Offseting the Path of the stroke should work but in this case, there appears to be a glitch with the font and the offset stroke doesn't quite follow the contour of the text. Creating outlines is not an option here as I would like to keep the text live (also, outlines do not always follow the original type but may approximate it). I have tried using opacity masks with multiple strokes of different sizes applied to the text but have not been successful in achieving what I want. Basically, I want to apply stroke aligned to the inside of live text!

This is for CS4.

Thanks.

    Correct answer Monika Gause

    You can apply a second stroke, offset path to the outside, set its opacity to 0 and make the text object a knockout group. Then hope that the offset path to the outside does not create the glitch.

    1 reply

    Monika Gause
    Community Expert
    Monika GauseCommunity ExpertCorrect answer
    Community Expert
    February 25, 2018

    You can apply a second stroke, offset path to the outside, set its opacity to 0 and make the text object a knockout group. Then hope that the offset path to the outside does not create the glitch.

    sPretzelAuthor
    Inspiring
    February 25, 2018

    Monika, you're my saviour! Thank you very much.

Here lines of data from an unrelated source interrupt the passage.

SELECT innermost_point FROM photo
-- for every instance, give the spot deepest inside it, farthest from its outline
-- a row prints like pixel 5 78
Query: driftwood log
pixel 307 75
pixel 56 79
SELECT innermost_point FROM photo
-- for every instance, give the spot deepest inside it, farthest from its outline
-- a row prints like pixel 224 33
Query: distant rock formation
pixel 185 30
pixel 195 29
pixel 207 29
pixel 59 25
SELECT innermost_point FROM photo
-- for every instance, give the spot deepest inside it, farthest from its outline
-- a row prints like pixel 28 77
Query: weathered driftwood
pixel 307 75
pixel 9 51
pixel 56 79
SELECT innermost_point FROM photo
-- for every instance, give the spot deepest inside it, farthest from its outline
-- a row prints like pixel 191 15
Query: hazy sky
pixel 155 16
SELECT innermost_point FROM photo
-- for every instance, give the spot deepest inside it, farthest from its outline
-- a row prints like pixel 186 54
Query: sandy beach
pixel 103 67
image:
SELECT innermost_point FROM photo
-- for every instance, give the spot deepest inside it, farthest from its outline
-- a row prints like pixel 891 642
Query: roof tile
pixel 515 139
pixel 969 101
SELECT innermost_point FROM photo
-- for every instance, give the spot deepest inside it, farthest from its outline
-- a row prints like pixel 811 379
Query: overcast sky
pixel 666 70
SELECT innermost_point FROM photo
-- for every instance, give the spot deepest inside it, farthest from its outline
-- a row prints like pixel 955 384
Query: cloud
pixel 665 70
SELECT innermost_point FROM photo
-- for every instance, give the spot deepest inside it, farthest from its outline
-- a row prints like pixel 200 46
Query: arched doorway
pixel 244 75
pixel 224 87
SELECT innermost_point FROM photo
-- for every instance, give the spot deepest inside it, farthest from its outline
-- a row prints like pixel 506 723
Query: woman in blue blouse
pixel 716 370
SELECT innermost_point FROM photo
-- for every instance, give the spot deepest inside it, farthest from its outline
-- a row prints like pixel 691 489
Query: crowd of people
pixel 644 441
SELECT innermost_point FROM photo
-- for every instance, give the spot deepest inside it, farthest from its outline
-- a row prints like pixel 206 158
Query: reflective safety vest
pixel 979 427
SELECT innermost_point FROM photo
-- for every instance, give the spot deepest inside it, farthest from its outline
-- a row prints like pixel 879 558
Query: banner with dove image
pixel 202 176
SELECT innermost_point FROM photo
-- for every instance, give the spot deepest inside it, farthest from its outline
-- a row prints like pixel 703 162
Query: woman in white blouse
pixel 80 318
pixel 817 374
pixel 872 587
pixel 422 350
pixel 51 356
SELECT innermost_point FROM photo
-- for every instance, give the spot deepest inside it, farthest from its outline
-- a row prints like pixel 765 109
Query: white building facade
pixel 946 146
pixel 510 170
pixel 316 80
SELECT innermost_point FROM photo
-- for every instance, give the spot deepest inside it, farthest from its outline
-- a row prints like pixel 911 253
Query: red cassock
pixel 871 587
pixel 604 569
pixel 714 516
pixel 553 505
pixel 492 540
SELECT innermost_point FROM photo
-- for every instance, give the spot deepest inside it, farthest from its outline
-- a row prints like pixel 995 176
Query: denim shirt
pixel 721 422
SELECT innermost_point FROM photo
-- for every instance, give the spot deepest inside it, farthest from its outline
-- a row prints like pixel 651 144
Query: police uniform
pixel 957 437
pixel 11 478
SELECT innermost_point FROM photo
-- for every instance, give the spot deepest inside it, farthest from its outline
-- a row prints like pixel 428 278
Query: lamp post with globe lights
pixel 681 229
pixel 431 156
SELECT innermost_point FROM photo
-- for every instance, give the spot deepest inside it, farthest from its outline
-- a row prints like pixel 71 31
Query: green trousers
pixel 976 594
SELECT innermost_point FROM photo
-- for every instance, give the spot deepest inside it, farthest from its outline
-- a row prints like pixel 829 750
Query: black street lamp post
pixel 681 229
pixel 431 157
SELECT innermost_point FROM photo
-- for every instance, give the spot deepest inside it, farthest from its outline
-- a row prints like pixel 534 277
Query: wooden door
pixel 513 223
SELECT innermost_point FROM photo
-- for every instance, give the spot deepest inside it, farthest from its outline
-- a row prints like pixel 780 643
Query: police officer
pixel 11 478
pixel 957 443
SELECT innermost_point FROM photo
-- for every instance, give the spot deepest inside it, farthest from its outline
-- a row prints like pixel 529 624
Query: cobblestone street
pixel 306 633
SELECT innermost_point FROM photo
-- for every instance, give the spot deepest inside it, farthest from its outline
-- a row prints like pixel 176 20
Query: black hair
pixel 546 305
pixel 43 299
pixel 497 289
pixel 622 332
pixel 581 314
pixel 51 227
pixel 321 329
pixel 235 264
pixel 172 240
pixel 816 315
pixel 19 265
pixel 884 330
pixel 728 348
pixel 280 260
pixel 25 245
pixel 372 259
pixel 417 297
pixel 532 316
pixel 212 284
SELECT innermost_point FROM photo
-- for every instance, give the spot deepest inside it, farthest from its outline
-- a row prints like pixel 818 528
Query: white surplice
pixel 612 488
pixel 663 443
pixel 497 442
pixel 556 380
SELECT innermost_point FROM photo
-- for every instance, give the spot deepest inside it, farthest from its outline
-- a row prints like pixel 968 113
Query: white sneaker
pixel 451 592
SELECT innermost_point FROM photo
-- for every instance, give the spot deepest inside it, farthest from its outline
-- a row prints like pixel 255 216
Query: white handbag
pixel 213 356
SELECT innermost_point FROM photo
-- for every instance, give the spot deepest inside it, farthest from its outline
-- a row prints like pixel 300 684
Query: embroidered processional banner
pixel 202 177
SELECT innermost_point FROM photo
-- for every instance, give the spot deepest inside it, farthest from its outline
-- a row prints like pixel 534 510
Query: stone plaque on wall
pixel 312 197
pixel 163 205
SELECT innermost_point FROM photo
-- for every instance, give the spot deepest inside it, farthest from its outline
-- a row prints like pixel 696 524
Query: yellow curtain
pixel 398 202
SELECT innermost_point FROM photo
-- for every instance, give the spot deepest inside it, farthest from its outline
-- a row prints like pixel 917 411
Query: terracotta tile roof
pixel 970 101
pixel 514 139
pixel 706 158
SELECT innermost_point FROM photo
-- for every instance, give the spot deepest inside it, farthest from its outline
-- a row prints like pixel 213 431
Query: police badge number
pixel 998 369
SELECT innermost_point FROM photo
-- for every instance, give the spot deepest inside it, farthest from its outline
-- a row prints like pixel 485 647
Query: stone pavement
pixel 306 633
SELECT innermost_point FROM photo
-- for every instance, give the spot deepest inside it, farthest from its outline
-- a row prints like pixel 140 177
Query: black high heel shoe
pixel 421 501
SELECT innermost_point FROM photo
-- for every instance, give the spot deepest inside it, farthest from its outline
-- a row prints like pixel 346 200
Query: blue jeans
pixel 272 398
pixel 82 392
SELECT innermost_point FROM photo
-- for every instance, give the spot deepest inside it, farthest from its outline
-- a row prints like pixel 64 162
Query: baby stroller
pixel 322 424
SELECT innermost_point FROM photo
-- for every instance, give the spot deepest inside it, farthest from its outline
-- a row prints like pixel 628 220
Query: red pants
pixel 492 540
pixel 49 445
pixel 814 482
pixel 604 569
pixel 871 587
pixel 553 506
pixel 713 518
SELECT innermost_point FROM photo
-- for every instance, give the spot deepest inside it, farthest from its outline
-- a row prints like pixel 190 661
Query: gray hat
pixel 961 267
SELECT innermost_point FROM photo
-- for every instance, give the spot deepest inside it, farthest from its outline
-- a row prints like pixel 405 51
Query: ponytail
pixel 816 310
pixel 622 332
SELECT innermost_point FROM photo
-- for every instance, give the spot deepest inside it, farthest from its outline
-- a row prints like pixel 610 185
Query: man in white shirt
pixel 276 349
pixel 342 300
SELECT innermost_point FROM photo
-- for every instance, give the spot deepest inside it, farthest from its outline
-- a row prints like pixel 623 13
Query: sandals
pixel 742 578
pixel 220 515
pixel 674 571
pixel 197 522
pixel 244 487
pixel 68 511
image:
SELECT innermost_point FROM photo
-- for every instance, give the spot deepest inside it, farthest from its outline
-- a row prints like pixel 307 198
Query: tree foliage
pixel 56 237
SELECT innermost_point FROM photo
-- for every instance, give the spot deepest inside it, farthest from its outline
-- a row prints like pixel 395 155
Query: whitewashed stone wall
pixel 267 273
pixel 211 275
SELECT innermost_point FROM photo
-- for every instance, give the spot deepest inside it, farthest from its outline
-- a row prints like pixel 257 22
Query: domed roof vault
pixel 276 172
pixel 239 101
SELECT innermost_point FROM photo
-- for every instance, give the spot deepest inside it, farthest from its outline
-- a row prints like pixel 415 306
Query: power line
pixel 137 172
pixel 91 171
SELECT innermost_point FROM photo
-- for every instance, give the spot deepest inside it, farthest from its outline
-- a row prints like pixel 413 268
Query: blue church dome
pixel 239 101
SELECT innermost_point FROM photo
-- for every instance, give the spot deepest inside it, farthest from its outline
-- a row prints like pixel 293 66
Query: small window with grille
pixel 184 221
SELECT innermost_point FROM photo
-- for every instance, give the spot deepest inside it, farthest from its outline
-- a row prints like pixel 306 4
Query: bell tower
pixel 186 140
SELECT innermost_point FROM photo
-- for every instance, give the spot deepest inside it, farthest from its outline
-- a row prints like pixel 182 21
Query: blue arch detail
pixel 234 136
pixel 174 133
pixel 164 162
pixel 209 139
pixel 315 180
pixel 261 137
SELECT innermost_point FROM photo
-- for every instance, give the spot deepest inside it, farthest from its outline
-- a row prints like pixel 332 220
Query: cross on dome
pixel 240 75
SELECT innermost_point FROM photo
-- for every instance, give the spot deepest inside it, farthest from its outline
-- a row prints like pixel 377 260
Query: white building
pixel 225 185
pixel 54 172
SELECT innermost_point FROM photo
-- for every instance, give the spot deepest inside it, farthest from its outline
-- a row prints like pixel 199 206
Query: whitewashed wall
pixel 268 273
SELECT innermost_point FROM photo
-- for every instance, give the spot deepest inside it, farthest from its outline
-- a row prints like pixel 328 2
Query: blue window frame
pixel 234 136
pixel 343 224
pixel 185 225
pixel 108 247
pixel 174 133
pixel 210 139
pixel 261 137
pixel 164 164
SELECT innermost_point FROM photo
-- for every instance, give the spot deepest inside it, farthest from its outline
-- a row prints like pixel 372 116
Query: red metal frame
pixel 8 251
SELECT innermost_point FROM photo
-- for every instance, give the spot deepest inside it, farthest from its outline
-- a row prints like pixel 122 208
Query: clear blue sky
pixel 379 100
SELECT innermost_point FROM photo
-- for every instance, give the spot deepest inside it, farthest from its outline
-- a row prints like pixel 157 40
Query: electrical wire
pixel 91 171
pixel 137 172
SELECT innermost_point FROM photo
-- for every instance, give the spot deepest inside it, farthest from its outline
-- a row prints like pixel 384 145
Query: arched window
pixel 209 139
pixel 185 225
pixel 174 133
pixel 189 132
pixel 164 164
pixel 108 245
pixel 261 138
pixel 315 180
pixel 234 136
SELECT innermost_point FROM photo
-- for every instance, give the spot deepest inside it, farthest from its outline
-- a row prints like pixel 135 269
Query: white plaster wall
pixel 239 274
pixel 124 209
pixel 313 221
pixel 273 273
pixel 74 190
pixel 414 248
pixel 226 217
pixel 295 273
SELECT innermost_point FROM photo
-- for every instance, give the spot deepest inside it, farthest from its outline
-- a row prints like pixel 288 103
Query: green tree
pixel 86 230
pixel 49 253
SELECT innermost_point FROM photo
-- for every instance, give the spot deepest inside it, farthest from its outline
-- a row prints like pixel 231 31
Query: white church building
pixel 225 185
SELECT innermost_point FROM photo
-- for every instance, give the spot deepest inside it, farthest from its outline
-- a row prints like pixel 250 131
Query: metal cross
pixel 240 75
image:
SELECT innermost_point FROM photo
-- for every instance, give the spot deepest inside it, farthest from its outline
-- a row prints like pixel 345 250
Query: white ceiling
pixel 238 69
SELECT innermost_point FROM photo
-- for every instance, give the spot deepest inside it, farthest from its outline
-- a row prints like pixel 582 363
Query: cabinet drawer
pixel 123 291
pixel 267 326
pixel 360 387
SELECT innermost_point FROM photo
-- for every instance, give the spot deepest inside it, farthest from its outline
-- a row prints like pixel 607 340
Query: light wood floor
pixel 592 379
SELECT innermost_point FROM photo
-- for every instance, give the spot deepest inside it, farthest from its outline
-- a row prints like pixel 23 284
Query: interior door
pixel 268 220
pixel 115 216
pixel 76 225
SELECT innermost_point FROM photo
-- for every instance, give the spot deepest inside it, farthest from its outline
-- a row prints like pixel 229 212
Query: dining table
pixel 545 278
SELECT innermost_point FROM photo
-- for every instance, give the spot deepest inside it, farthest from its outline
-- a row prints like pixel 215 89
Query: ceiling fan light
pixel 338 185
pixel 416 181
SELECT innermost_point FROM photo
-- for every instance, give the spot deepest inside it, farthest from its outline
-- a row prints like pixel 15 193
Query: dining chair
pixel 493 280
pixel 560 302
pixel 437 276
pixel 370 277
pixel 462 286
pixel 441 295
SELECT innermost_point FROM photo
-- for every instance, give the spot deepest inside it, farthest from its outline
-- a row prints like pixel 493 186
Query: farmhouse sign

    Before writing my post, I was doing what you said but for two things: I was knocking out the top layer stroke instead of the overall text/characters, and I was not setting the opacity of the top layer stroke to zero.

    Obviously, there is something that I have misunderstood about masking and type/characters and will have to do some reading!

    Thanks again.

    You must have encountered this issue before. I wonder why the font is misbehaving to begin with (font or Illustrator's stroke applied to the font). Not all fonts misbehave that way. Though I have to say Illustrator is not short on such "almost unnoticeable" bugs.

    Monika Gause
    Community Expert
    Community Expert
    February 26, 2018

    Here is an example with the letter U. It is a large font size, with a 1pt stroke, that is offset by -0.5pt. That should make the 1pt pink stroke flush against the interior of the blue U, but it is not flush. I turned the stroke's opacity to 50% so that you can see where it doesn't sit flush with the character U. It undershoots the inside curve of the U and overshoots the outside curve.

    In the solution you proposed, I believe the problem is still there but because the stroke overlaps the outside eedge of the U, it is less apparent (the giveaway is the stroke size which varies around the U). It's a better solution than making the stroke slightly thicker in the case of the attached picture, so that it too overlaps with the outside edge of the U, effectively hiding the gaps.


    Thank you.

    That could be related to the slightly different rendering of text when used as clipping masks.

    What you might also try:

    Apply the fill not to the characters, but to the text object

    Delete the fill from the characters

    Apply one stroke and offset to the inside.

    The fill will then perhaps also be rendered differently.